Sin embargo, el espejo no es perfecto. O sí lo es. Nunca mejor aplicada la frase: todo depende del cristal con que se mire. Desde algunos ángulos, o con la iluminación adecuada, la realidad encerrada en los cubículos asoma tímida y clandestina. Su torso es un lienzo blanco; detrás de ella, una sombra se apodera de la luz que emana por la piel; un subir y bajar rítmico.
Aún mejor, si uno se acerca, pega la cara al vidrio y hace una cueva con las manos alrededor de los ojos, el espectáculo se revela por completo. Se trata de un gesto simple y lleno de significado. La misma estrategia que aprendimos de niños para descubrir, desde la ventana, lo que las noches lluviosas ocultaban en la calle. En esos tiempos, rara vez veíamos algo, pero cuando lo hacíamos, era sorprendente. Una imagen más en mi caja de recuerdos. Su piel blanca tendida como queriendo secarse al sol. Sus manos inquietas encontrando formas, temperaturas, firmezas y humedades.
Los sonidos de Mariana ya habían llegado a buscarme hasta el remoto rincón de la alberca en que esperaba que pasara la nube negra que, por unos minutos, me atacó el pensamiento. Desperté del sopor de la nostalgia adivinando con el oído lo que habría del otro lado del espejo. Sus extremidades son cuatro poderes que la sostienen mientras lanza la cadera hacia atrás golpeando la pelvis de un hombre. La luz del flash de un teléfono parece luciérnaga borracha.
Decir que los gemidos de Mariana son cantos de sirena que me absorben es un lugar común que prefiero omitir. Pero igual caminé hacia ellos con el oído atento a esa melodía en la que hace más de una vida encontré mi hogar. Salí hechizado del agua emergiendo por unas escaleras rojas que desembocan en el espejo encantado. Me incliné hacia él en una posición tan práctica como ridícula. Espejo, espejito mágico. ¿Quién es la más hermosa del reino? Y me asomé a su interior. Me respondió una visión desde la profundidad del mercurio. Era una ninfa imprudente cabalgando a un hombre entre un bosque de caricias. Era un rostro perdido en éxtasis pirómano. Era una madeja de carne blanca y vibrante exudando orgasmos en destellos.
Encorvado y forzando la vista traté de absorber lo más posible el torrente visual que manaba desde adentro. El privilegio del voyeur es la absoluta irresponsabilidad; colmarse de estímulos sin tener que devolver nada al espejo. No puedo, como ya he dicho, conservar en su totalidad las imágenes de lo ocurrido. Cada una de ellas es una fruta que no me es dado comer. Mañana me quedará una sola en la memoria, pero será firme y vendrá a mí cuando la necesite. Por eso, tuve que elegir con cuidado, en la cornucopia efímera y desbordada, una manzana para devorar con el recuerdo, una mordida embrujada que pudiera después evocar entre mis sueños.

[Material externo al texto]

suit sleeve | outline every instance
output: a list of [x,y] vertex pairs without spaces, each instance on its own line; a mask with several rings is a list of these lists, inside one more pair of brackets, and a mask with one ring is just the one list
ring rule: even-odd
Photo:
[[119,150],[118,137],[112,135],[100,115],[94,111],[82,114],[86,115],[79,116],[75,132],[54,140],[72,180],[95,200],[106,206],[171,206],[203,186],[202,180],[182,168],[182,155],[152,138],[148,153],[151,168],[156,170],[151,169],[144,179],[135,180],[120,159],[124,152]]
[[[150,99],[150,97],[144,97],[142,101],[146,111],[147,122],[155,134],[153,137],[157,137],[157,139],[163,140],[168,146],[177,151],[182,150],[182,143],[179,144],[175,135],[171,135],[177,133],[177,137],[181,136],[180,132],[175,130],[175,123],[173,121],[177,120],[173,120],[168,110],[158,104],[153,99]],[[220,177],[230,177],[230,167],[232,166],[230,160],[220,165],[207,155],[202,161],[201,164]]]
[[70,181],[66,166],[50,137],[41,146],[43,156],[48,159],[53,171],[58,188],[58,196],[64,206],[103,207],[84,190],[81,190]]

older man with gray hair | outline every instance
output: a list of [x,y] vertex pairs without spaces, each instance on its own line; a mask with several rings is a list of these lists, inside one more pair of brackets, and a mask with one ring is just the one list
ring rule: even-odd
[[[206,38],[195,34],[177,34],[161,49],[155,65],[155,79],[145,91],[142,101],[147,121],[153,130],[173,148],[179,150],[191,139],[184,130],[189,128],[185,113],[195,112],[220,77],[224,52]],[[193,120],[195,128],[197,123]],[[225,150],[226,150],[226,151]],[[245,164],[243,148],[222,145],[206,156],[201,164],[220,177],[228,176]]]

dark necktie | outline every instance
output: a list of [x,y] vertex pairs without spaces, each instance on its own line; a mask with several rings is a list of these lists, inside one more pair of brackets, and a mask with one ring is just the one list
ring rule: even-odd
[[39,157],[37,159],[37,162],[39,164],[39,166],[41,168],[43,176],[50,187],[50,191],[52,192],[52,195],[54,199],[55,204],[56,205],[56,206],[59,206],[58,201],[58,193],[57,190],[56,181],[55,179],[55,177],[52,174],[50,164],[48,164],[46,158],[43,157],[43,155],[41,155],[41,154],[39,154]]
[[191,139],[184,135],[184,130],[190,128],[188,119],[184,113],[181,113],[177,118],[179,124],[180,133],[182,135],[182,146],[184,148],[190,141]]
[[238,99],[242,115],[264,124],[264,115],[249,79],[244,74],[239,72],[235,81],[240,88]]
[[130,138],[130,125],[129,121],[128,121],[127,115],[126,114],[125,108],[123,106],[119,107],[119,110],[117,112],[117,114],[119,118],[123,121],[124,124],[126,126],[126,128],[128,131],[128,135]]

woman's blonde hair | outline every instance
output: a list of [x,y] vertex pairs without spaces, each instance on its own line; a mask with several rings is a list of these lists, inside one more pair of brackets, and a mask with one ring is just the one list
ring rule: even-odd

Es ella, Mariana, la mujer blanca que algunas veces es espuma y otras se convierte en vapor de agua. Se eleva volátil desde un cuerpo masculino y terrenal que la clava al horizonte para no dejarla escapar. Su piel recibe agradecida el golpeteo de unos látigos que diligentemente operan un par de criaturas desnudas y sedientas. Ella se mueve como un pistón acelerado. Cada vez que baja se le escucha perder el juicio, y cuando sube parece que fuera a elevarse. El vapor es cada vez más caliente y el aliento, más escaso. Su piel podría romperse inflamada de placer. La lujuria también aumenta la presión cuando sube su temperatura y no hay sistema que resista para siempre. Finalmente estalla. El movimiento se detiene en un grito largo como el de las teteras cuando avisan que se vienen. El vapor se vuelve agua y Mariana se condensa exhausta sobre el pecho un hombre que la abraza.